43. Anders dan de hilaritas of vrolijkheid kan titillatio of plezier wel degelijk excessief zijn; dat volgt uit de definitie: het gaat om een gemoedstoestand die een of slechts enkele delen van ons lichaam meer beroert dan andere, wat al een verandering veronderstelt in het evenwicht tussen de delen qua beweging en rust; bovendien kan die gemoedstoestand zo krachtig zijn dat onze andere activiteiten, zoals redelijk nadenken, erdoor onderdrukt worden; ten slotte kan die toestand blijven voortduren en zo ons lichaam langdurig of permanent ongeschikt maken om veel andere gemoedstoestanden te ondergaan of zelf actief in de wereld op te treden. Dat zijn redenen genoeg om te stellen dat plezier excessief kan zijn en in die mate ook slecht voor ons zelfbehoud. Ook hier is er een tegenpool, namelijk smart (dolor). Volgens de vorige stelling kan dat, als een vorm van droefheid, niet op zichzelf goed zijn voor ons. De oorzaken van onze smart zijn velerlei en zeer verscheiden in kracht. De kracht van gemoedstoestanden wordt afgemeten aan de kracht van hun oorzaak, opgeteld bij onze eigen kracht en dus is er smart in oneindig veel verschillende gradaties en vormen. Er zal dus ook een smart zijn die zo sterk is dat ze krachtiger is dan ons plezier en die zo het plezier kan matigen en verhinderen dat het excessief en dus slecht wordt; daardoor wordt ons lichaam niet langer minder geschikt om zijn zelfbehoud na te streven en dus kunnen we zeggen dat smart iets goeds is wanneer dat plezier, hoewel een vorm van blijdschap, slecht is, dat wil zeggen wanneer die blijdschap excessief is.

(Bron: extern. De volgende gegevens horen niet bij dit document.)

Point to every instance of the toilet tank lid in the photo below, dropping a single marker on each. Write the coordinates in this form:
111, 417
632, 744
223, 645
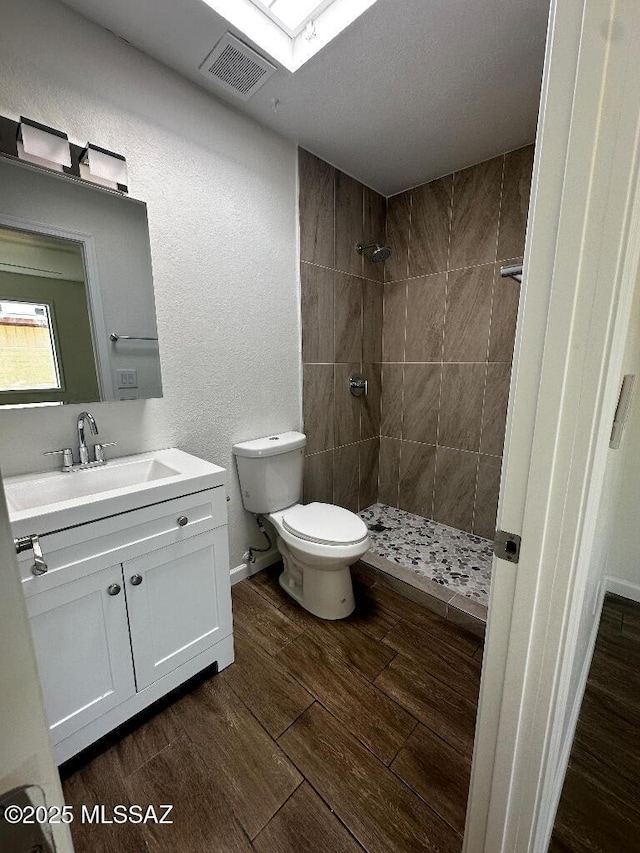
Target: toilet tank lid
271, 445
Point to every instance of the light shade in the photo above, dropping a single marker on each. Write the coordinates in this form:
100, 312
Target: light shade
42, 144
105, 165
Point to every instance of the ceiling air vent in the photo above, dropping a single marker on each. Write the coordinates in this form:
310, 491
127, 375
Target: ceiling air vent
236, 67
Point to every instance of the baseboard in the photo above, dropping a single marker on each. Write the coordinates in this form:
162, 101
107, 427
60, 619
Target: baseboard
626, 589
245, 570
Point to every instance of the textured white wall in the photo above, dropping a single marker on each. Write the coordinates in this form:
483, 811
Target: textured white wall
221, 196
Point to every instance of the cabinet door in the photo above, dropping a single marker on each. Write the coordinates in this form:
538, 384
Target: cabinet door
81, 639
179, 600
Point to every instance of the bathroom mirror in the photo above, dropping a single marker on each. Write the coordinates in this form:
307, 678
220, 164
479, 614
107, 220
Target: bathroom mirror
77, 310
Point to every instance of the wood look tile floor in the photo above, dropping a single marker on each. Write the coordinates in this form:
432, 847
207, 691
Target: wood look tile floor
599, 808
331, 737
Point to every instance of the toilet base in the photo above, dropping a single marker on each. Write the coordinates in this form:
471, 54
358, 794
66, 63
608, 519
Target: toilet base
326, 592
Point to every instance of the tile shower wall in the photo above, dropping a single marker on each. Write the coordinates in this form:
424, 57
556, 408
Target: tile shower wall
447, 342
342, 299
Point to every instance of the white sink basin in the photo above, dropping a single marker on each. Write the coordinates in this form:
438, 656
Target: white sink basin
40, 503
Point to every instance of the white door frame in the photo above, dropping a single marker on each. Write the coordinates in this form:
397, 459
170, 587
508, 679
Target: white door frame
581, 261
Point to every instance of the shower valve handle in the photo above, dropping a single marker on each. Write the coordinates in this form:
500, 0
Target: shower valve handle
358, 385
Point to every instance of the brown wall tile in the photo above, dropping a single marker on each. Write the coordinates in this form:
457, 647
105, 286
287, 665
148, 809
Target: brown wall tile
468, 314
375, 227
370, 402
484, 522
494, 415
504, 315
461, 405
346, 476
372, 321
317, 313
349, 223
455, 483
352, 324
421, 402
347, 312
318, 406
347, 407
396, 267
391, 418
515, 202
369, 455
425, 318
430, 222
389, 472
394, 320
316, 209
476, 204
417, 471
318, 478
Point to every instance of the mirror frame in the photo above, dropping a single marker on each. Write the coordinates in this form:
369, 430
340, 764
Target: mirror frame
92, 288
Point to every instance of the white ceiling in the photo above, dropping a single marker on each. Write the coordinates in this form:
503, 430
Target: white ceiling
412, 90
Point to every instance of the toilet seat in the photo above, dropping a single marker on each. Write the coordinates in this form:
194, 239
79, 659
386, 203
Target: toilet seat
324, 524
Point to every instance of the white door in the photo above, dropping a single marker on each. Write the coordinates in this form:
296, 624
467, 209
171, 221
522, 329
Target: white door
581, 261
81, 639
177, 599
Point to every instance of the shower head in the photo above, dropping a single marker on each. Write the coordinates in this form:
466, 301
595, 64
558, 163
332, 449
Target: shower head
380, 253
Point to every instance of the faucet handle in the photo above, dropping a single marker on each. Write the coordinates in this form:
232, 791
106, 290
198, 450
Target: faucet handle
67, 456
98, 450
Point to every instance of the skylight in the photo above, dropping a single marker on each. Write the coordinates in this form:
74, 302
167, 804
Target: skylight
290, 31
292, 15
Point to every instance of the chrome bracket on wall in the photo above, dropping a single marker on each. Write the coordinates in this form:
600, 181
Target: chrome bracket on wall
23, 543
358, 385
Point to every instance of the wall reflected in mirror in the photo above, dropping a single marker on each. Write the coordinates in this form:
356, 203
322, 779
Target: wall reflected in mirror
46, 339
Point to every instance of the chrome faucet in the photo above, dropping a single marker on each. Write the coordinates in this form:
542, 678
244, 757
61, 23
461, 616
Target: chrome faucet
68, 464
82, 444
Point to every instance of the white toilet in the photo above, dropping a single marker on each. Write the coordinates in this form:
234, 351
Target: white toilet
318, 542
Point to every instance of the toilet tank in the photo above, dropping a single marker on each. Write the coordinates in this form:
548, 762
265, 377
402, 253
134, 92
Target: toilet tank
270, 471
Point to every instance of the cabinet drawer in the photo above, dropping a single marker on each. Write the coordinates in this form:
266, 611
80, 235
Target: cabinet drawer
79, 551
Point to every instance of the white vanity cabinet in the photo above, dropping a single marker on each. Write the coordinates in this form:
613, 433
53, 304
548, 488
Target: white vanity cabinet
130, 607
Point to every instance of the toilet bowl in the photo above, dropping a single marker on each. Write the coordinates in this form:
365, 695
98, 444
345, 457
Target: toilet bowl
318, 541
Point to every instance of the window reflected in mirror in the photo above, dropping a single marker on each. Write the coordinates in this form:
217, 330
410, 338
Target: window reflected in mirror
46, 343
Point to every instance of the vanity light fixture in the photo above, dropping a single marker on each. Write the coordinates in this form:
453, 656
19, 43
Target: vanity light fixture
104, 167
43, 145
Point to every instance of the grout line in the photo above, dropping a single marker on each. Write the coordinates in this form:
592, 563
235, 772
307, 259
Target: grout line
281, 806
402, 746
428, 444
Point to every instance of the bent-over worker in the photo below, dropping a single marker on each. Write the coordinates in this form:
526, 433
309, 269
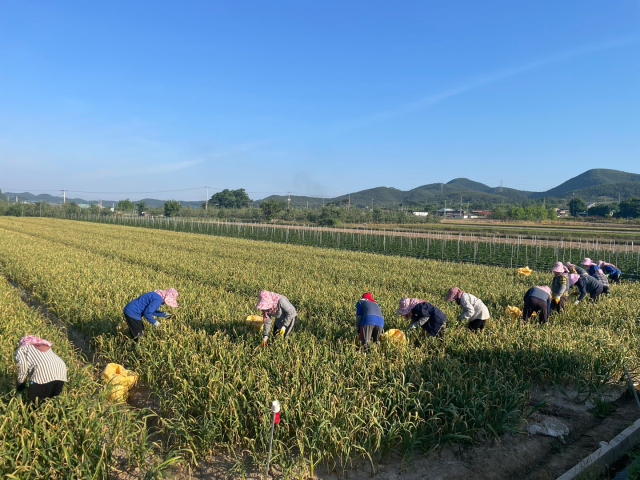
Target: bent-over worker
586, 284
274, 304
423, 314
559, 287
599, 275
575, 269
537, 299
474, 310
369, 320
47, 370
147, 306
611, 270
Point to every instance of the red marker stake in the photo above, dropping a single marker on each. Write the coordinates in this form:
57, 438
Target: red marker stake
275, 408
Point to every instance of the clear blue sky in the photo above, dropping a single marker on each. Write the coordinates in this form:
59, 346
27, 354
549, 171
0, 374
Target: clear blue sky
314, 97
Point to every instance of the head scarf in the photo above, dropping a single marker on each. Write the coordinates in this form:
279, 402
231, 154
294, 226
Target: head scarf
454, 293
369, 297
406, 304
268, 302
544, 288
40, 343
169, 296
33, 340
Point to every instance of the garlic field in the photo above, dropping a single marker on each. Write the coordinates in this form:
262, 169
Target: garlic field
215, 383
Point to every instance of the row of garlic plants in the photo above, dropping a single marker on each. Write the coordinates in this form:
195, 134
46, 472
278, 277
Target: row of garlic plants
76, 435
504, 251
215, 384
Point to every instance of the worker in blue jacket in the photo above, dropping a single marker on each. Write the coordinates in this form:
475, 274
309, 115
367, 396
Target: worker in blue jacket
147, 306
369, 320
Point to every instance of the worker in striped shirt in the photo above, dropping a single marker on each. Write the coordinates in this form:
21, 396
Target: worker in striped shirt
47, 371
559, 287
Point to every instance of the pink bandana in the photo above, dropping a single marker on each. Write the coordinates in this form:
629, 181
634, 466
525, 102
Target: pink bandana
169, 296
406, 304
544, 288
33, 340
268, 302
454, 293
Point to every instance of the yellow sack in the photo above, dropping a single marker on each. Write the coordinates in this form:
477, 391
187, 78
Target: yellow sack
120, 379
513, 312
524, 271
394, 335
255, 322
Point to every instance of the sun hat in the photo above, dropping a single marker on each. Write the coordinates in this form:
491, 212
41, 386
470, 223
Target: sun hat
573, 278
169, 296
454, 293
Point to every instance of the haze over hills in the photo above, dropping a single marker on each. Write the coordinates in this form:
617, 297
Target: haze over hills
590, 185
602, 185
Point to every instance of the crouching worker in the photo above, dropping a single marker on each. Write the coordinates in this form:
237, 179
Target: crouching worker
611, 270
274, 304
575, 269
147, 306
369, 320
47, 370
537, 299
423, 314
559, 287
473, 309
586, 284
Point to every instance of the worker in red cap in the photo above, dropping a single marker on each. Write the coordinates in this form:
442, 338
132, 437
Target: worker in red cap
369, 320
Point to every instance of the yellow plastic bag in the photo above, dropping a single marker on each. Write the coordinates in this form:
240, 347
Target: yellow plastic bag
255, 322
524, 271
513, 312
394, 335
119, 379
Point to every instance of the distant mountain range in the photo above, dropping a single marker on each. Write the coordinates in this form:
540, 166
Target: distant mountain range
593, 185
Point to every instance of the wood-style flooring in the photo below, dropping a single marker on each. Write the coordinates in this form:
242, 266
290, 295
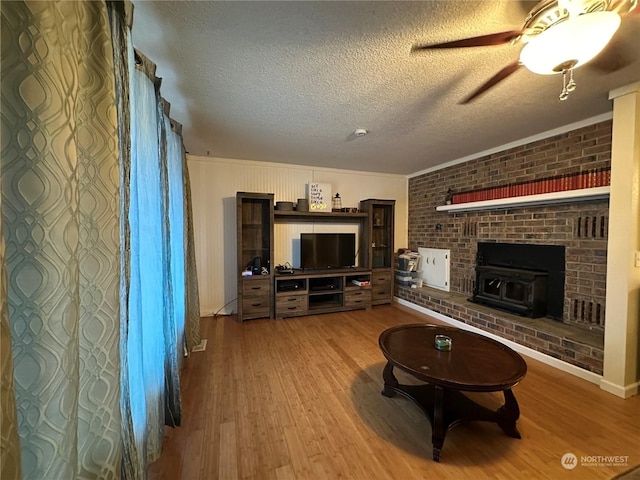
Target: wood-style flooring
300, 399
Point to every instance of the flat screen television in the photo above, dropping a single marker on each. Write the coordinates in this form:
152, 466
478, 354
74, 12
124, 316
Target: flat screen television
327, 250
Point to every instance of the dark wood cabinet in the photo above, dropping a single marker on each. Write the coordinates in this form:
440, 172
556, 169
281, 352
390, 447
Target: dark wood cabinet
255, 255
309, 293
376, 250
262, 293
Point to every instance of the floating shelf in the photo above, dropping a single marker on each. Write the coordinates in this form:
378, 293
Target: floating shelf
566, 196
295, 216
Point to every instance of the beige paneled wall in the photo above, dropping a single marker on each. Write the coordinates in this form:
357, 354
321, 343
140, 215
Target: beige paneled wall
214, 183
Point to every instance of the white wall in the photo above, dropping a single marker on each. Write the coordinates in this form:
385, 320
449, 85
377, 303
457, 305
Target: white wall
214, 183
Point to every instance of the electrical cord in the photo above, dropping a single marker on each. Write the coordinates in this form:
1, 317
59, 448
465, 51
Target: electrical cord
218, 311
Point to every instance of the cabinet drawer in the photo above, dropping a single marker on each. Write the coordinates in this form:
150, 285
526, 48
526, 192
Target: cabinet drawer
381, 292
290, 304
291, 301
360, 297
256, 305
255, 288
378, 278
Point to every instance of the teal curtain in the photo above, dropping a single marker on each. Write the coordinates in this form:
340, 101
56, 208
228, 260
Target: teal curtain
96, 247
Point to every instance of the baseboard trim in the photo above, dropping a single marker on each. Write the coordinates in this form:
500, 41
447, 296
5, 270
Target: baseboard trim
530, 352
622, 391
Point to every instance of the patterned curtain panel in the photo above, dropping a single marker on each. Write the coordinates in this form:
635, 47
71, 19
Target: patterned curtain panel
9, 443
60, 179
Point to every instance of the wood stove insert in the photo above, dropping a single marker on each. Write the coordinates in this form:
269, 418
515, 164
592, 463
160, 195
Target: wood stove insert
520, 291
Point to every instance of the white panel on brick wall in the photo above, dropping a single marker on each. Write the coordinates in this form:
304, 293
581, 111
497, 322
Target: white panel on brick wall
435, 267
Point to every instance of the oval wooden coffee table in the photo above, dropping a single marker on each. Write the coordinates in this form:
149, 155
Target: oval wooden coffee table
474, 364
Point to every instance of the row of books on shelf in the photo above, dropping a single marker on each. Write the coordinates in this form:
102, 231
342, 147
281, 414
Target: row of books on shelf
561, 183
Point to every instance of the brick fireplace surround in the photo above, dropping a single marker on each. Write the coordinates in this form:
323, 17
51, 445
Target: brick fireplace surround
581, 227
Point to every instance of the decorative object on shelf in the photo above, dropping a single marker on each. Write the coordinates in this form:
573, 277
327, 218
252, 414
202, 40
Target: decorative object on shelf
302, 205
284, 206
569, 196
448, 199
336, 203
443, 343
574, 181
319, 195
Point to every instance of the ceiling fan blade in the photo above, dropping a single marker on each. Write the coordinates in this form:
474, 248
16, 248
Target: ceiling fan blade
493, 81
482, 41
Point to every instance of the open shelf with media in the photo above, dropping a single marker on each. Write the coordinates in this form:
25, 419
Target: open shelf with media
322, 291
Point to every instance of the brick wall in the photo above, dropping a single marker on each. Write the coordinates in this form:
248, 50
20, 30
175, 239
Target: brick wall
581, 227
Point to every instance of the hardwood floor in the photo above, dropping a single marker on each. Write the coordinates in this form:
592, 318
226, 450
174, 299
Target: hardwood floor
300, 399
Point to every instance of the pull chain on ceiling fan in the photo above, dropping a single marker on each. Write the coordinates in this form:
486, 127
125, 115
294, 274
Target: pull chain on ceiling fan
559, 36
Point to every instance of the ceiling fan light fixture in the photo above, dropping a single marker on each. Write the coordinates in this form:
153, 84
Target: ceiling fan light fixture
570, 44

44. Liefde en haat, eveneens elkaars tegengestelde, kunnen excessief zijn. Dat liefde dat kan zijn, bewijst Spinoza op grond van het feit dat plezier excessief kan zijn, zoals in de vorige stelling aangetoond is. Plezier is immers evident geen droefheid maar blijdschap. Welnu, liefde is blijdschap gepaard aan het idee van een externe oorzaak; dan is ook plezier liefde gekoppeld aan een externe oorzaak en aangezien plezier excessief kan zijn, kan ook liefde dat zijn, althans in de vorm van buitensporig plezier.
Het bewijs dat ook haat overdreven proporties kan aannemen volgt eveneens uit bewezen stellingen. De intensiteit van een begeerte is afhankelijk van de gemoedstoestand waaruit ze ontstaat; anderzijds is het zo dat een gemoedstoestand, als een passie, sterker kan zijn dan onze acties; vandaar dat een begeerte die ontstaat uit een sterkere gemoedstoestand intenser zal zijn dan andere begeerten. Er zullen dus gradaties zijn tot in het extreme en dus zal er, zoals in de vorige stelling aangetoond voor het plezier, ook van de haat een excessieve vorm bestaan.
Wat is eigenlijk hilaritas of vrolijkheid? De definitie is duidelijk: een ervaring van een algehele verhoging van de daadkracht van ons lichaam. Het is ook het tegendeel van de melancholie of zwartgalligheid, wat overigens de letterlijke vertaling is van dat Griekse woord. Maar daarmee weten we nog niet wat vrolijkheid is, of hoe we kunnen zien dat iemand vrolijk is. Meestal is er veeleer sprake van titillatio, plezier, waarbij slechts een deel van het lichaam betrokken wordt door het contact met externe oorzaken, vaak in een overdreven vorm, zodat die gemoedstoestand beklijft en ons uiteindelijk verhindert nog aan iets anders te denken dan aan de oorzaak van ons plezier, met uitsluiting van al het andere. Er zijn heel veel mensen en die worden allemaal bestookt met heel veel verschillende gemoedstoestanden en slechts een beperkt aantal mensen zal als gevangen zijn in slechts één enkele hardnekkige gemoedstoestand, maar toch zien we dat dit kan gebeuren. Mensen kunnen zo geobsedeerd geraken door iets of iemand dat het beeld daarvan hen niet meer loslaat en dat ze getroffen worden door waanbeelden, die hen doen denken dat het voorwerp van hun obsessie bij hen is, ook al is dat niet zo; dat is wat er gebeurt in onze slaap, maar als het gebeurt als iemand wakker is, dan zeggen we inderdaad dat die waanzinnig is, spoken ziet en stemmen hoort. Een al te hevige verliefdheid of passie kan hetzelfde resultaat hebben: zeggen we niet goedlachs spottend van zo iemand dat die gek is van iemand? Maar voor andere obsessies hebben we minder begrip, bijvoorbeeld voor vrekken of roemzuchtige personen; die zijn een vervelende last en we vinden daarom dat ze helemaal niet waanzinnig zijn maar opzettelijk obsessief hun doel proberen te bereiken en dus gaan we hen haten. Maar in werkelijkheid zijn overdreven hebzucht, roemzucht, wellust enzovoort allemaal vormen van waanzin, ook al herkennen noch erkennen we het als ziekten die iemand treffen.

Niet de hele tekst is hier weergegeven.